Housing is the most pressing issue in California politics. Last year, Governor Jerry Brown signed 15 bills aimed at tackling housing affordability. Senate Bill 35, for instance, forces almost all of California’s cities to approve projects that complied with current zoning rules. Another bill placed a measure on the 2018 ballot directing nearly $1 billion a year to subsidize new low-income housing. These efforts are part of a growing trend in Sacramento to preempt local restrictions on housing. Some of these measures, such as a 2016 law easing the approval of new “accessory dwelling units” statewide, appear to be working. Los Angeles is seeing a 20-fold rise in applications for these so-called “granny flats,” built in backyards or above garages.

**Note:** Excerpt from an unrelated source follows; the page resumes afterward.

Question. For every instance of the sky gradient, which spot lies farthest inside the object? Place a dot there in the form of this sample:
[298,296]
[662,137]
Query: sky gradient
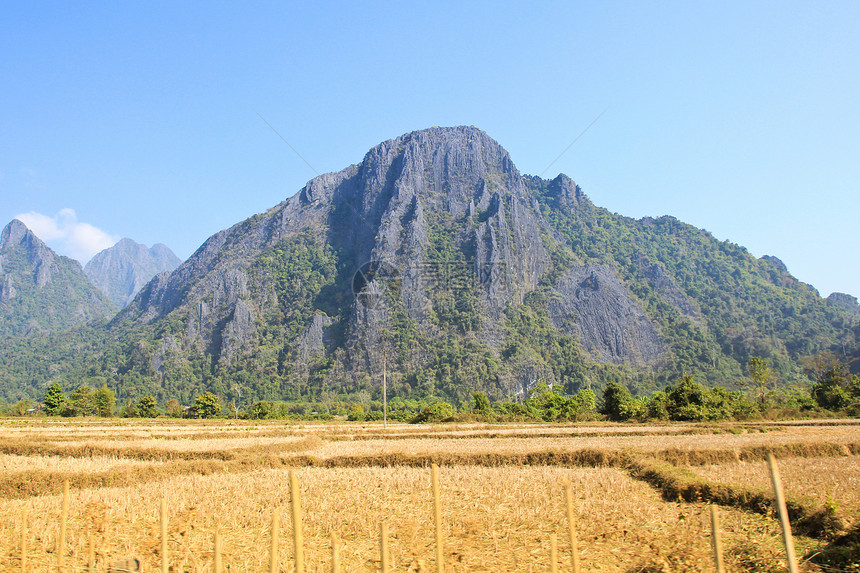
[142,121]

Transit-oriented development has assumed sacred status among Yes In My Backyard (YIMBY) progressives popping up across California. The ideal scenario for lowering the barriers to housing density near transit is to get more with less: more housing and affordability with less displacement and sprawl. The result is a traditional Main Street for the twenty-first century. After all, compact, mixed-use developments, accessible by foot, were the norm until the rise of the automobile and institution of zoning laws.

Building more housing is broadly popular in California. Sixty-four percent are in favor of more housing in their cities, according to a PPIC poll of the state. In San Francisco, some 70 percent support building more housing to alleviate cost burdens. Leaders in Los Angeles have formulated a plan to add 6,000 new homes within a half-mile of Expo Line stops between Culver City and Santa Monica.

Of course, building in someone else’s backyard is always more popular than construction in your own. Most instances of transit-oriented development, such as the kind that Arlington, Virginia, has pursued, take the shape of a corridor running through—but not impinging on—preexisting tracts of single-family homes. Los Angeles’s Expo Line housing plan up-zoned 250 acres while leaving the surrounding 2,000 acres of homes untouched.

Wiener’s proposal is more aggressive: it would immediately up-zone nearly all of San Francisco, as well as South Los Angeles’s sprawling landscape of single-family homes. Transit corridors in Oakland, San Diego, San Jose, and Sacramento would be able to build for demand. Nearly 3 million housing units could be situated within a half-mile of transit hubs throughout California. With fewer permitting rules, units could be built faster and with a greater variety of housing types between a home and a high-rise.

Critics of SB 827 fear displacement. Los Angeles city councilman Paul Koretz has labeled SB 827 “devastating,” telling the Los Angeles Times that his Westside neighborhood of “little 1920s, ‘30s and ‘40s single-family homes [would] look like Dubai 10 years later,” and without any public say in the matter. Damien Goodmon, founder of the Crenshaw Subway Coalition in Los Angeles, calls the bill a “declaration of war,” seeing it as a mask for large-scale gentrification. Laying on the hyperbole, Goodmon calls Wiener “a modern-day Andrew Jackson” pushing “a legislative agenda to enact a 21st century Trail of Tears.” Housing availability does not mean housing affordability, these critics say; only subsidies and public housing can achieve that.

Wiener acknowledges that his bill is a “heavy lift and isn’t guaranteed to pass” in its current form. There will likely be revisions as it winds its way through committee, with added provisions addressing housing displacement and demolition. Observers believe that Governor Brown, in his final year in office, would likely sign such a bill if it reached his desk.  But whether it passes or not, SB 827 shifts the window of acceptable discourse dramatically in favor of market-oriented reforms of housing policy. On that basis alone, Scott Wiener has positioned himself as a visionary reformer of California’s housing crisis.